Paragone si butta allora in politica con i Cinque Stelle. Confidando troppo nella coerenza rivoluzionaria del movimento guidato da Grillo e Di Maio. Diventa Senatore ma mal digerisce la nascita del Governo Conte Bis con l’inciucio abominevole tra Pd e 5S. Al voto di fiducia per il governo si astiene. La crepa con il Movimento diventa frattura quando bisogna votare contro la Legge di Bilancio 2020 che definisce “conforme alla logica della gabbia di bilancio imposta da Bruxelles”. La Casaleggio SPA lo caccia. Entra allora il 1 gennaio 2020 nel gruppo misto del Senato fino a quando, arrivato il lockdown per l’emergenza Covid19, le azioni sovraniste, il malpacismo per l’ordoliberismo, e i vizi del modello economico legato all’Euro, salgono alle stelle. Nessuno in parlamento cavalca l’onda.

L’Italexit è una prateria enorme da cavalcare. Come le lande americane ai tempi del grande West. Paragone lancia l’OPA al tema. Uscire senza salutare è il primo articolo del suo nuovo partito, dice all’Adnkronos. Qualche giorno prima di lui, in verità, ci ha provato il generale Antonio Pappalardo. Ma l’ex Carabiniere non è credibile. Recita la parte del rivoluzionario. Ma all’inizio degli anni ’90 era sottosegretario alle Finanze di Carlo Azeglio Ciampi, l’uomo che nel 1981 svendette Bankitalia staccandola dalle dipendenze del Ministero del Tesoro, complice Andreatta, e nel ’92 assecondò il Gran Bazar Italia partecipando a quell’aperitivo  sul panfilo Britannia dove gli “invisibili” della finanza mondiale si papparono l’80% delle partecipazioni pubbliche statali. Crimini contro l’Italia battezzati col termine di privatizzazione.

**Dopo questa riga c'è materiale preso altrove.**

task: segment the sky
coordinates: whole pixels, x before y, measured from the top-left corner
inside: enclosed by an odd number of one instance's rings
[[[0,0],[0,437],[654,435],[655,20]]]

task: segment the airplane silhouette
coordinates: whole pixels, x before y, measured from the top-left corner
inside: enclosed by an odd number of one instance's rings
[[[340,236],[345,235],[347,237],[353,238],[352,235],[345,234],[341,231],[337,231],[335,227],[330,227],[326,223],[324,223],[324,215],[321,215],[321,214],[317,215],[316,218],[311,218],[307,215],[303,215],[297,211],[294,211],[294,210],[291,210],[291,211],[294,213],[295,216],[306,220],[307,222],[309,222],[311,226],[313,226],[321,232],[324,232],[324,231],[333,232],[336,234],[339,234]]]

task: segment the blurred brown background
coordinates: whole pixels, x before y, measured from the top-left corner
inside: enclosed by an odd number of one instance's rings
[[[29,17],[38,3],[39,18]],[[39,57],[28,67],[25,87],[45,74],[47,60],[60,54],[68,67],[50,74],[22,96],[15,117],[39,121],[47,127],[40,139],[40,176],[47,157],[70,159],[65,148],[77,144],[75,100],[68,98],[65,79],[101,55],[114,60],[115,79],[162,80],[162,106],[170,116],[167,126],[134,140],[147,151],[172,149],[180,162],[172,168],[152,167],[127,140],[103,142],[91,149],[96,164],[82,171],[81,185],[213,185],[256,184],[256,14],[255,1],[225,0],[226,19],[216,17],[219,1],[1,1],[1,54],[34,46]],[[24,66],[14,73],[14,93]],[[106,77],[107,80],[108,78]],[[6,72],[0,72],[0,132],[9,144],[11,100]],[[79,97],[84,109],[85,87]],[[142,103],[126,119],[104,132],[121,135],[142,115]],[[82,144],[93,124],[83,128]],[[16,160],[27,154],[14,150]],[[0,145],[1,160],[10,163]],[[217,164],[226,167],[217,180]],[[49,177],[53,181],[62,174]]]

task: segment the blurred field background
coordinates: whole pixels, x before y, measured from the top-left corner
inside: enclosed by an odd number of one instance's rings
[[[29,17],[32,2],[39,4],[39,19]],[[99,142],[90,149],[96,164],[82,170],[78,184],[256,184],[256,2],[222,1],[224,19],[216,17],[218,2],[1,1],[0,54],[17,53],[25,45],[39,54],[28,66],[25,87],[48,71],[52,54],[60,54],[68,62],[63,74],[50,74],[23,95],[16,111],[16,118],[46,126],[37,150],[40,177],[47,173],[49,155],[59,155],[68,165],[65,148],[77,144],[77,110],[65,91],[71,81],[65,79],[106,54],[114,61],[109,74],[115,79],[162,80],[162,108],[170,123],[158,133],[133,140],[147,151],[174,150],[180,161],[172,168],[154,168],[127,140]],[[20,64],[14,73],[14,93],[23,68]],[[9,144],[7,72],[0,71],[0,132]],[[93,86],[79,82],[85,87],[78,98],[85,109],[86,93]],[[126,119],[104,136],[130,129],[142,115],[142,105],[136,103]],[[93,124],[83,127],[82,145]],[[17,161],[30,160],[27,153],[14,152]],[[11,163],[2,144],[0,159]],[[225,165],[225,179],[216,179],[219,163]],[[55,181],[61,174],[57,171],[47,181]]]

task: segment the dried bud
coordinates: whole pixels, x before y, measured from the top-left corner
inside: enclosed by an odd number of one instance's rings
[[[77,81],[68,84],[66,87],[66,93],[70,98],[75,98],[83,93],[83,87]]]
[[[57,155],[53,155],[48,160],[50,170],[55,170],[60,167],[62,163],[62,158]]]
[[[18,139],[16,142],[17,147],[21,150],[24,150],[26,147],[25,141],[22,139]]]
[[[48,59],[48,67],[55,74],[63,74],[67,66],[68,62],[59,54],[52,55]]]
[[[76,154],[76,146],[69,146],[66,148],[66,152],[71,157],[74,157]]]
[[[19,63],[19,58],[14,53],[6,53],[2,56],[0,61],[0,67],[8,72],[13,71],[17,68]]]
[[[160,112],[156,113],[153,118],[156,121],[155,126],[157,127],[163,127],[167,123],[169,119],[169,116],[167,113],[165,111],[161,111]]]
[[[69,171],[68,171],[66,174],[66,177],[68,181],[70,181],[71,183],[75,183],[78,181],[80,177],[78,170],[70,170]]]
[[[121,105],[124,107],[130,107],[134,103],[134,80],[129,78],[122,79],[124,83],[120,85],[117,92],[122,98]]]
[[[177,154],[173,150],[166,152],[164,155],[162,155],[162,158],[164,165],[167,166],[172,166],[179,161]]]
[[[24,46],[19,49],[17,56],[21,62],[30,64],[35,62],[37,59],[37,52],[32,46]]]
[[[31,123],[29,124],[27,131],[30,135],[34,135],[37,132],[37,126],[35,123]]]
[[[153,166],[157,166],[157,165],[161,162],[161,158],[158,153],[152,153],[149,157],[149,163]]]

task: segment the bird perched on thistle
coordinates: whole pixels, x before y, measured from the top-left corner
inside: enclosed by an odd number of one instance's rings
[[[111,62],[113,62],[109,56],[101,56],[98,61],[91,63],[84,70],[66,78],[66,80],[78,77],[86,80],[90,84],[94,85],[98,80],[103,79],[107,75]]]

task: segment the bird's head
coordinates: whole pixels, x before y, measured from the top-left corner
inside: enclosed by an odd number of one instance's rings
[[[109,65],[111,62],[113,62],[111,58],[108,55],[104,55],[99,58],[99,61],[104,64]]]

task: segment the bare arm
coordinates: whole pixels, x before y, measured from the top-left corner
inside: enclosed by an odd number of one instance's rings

In parlamento, tra gli eletti, a poter interpretare un programma di uscita dall’Euro, non bastano più nemmeno Matteo Salvini e Giorgia Meloni. I due sono troppo vicini dal governare. E tutti sanno che per un premier in pectore il solo pronunciare la parola “USCITA” scatenerebbe la clava degli spread, ponendo fine al sogno di varcare palazzo Chigi. Salvini e Meloni hanno troppo da perdere. Non possono permettersi di pronunciare Italexit. Farebbero la fine del Berlusca nel 2011. Quando il Cavaliere passò la campanella a Monti senza nemmeno passare per la sfiducia. E questo lo sa bene Giancarlo Giorgetti che in casa Lega, ormai, ha imposto la linea europeista. Checché ne dicano Borghi e Bagnai, la linea è questa.

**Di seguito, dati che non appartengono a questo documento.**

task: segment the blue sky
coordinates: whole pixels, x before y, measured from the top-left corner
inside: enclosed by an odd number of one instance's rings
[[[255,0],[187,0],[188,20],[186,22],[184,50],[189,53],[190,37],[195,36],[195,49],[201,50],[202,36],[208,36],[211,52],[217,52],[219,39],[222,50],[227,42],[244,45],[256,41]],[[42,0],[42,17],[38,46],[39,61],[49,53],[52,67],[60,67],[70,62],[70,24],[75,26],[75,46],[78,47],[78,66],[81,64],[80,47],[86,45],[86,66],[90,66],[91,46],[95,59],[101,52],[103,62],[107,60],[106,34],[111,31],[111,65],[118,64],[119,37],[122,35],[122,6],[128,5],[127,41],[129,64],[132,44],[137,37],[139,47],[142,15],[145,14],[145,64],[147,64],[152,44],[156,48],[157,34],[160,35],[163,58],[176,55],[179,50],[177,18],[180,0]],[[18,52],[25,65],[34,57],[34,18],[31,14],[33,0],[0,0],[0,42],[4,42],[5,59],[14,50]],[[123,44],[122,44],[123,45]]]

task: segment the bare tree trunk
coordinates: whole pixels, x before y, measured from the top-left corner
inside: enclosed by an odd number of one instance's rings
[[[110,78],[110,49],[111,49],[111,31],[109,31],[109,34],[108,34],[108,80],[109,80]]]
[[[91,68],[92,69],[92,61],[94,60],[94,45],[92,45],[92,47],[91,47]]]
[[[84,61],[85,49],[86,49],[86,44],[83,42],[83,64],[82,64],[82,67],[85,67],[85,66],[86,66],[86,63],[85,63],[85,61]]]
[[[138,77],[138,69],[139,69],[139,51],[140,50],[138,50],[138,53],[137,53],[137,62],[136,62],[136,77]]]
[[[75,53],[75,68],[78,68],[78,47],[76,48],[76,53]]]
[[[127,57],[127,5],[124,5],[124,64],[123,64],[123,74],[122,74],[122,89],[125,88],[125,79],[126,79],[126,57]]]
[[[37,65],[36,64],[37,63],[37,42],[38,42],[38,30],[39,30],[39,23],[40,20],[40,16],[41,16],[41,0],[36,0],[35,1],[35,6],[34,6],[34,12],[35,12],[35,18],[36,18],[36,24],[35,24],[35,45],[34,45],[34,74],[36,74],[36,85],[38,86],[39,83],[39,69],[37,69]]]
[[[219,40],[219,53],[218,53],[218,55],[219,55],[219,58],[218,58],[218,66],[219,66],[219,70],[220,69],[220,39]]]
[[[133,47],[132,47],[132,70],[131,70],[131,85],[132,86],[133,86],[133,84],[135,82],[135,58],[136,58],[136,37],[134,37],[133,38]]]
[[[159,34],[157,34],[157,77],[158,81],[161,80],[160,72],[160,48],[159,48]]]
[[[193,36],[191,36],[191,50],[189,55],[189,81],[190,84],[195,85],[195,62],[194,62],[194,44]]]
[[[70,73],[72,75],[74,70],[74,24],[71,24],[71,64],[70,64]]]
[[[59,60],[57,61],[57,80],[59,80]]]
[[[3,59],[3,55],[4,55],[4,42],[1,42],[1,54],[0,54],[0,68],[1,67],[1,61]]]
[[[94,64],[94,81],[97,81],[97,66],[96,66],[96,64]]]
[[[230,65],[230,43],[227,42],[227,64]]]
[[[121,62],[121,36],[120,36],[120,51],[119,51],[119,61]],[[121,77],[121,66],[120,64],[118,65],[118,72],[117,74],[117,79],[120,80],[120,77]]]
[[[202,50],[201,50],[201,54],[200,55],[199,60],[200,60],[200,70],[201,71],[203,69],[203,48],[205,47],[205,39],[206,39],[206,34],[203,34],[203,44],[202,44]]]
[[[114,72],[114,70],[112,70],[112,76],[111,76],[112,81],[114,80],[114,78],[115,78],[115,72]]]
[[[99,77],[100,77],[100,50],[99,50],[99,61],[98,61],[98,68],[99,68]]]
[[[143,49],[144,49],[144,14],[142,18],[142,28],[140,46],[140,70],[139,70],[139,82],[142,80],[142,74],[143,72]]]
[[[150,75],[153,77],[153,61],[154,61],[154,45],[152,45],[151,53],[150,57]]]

Una discreta vetrina se la sta creando Sara Cunial, la lady No-Vax, una laurea in ingegneria chimica, anche lei epurata dal Movimento 5 Stelle per non aver onorato gli ordini di scuderia. Ma la Cunial è ancora troppo sconosciuta e acerba per poter prendere sotto braccio l’Italia e portarla “senza salutare” fuori dalla gabbia europea. E poi crede un pò a tutto, pure alle scie chimiche. Tra i candidati Italexit c’è poi il Dibba. Che prima di finire a scrivere reportage per il FattoQuotidiano prometteva da politico. Senza dubbio un bravo ragazzo, che però mostra buona lingua ma non troppo coraggio. Ricorderete che lasciò l’onere a Virginia Raggi di candidarsi sindaco di Roma, e l’onore a Di Maio di candidarsi Premier. Alcuni dissero fosse fair-play ma in verità era timore.

Agli italexisti resta allora solo, verosimilmente, Gianluigi Paragone. Che alla fine, farà comodo anche a Salvini e alla Meloni, perché intercetterà quei voti che il Capitano e  Giorgia non potranno più intercettare col sovranismo-soft di chi vuol cambiare l’Unione Europea dall’interno.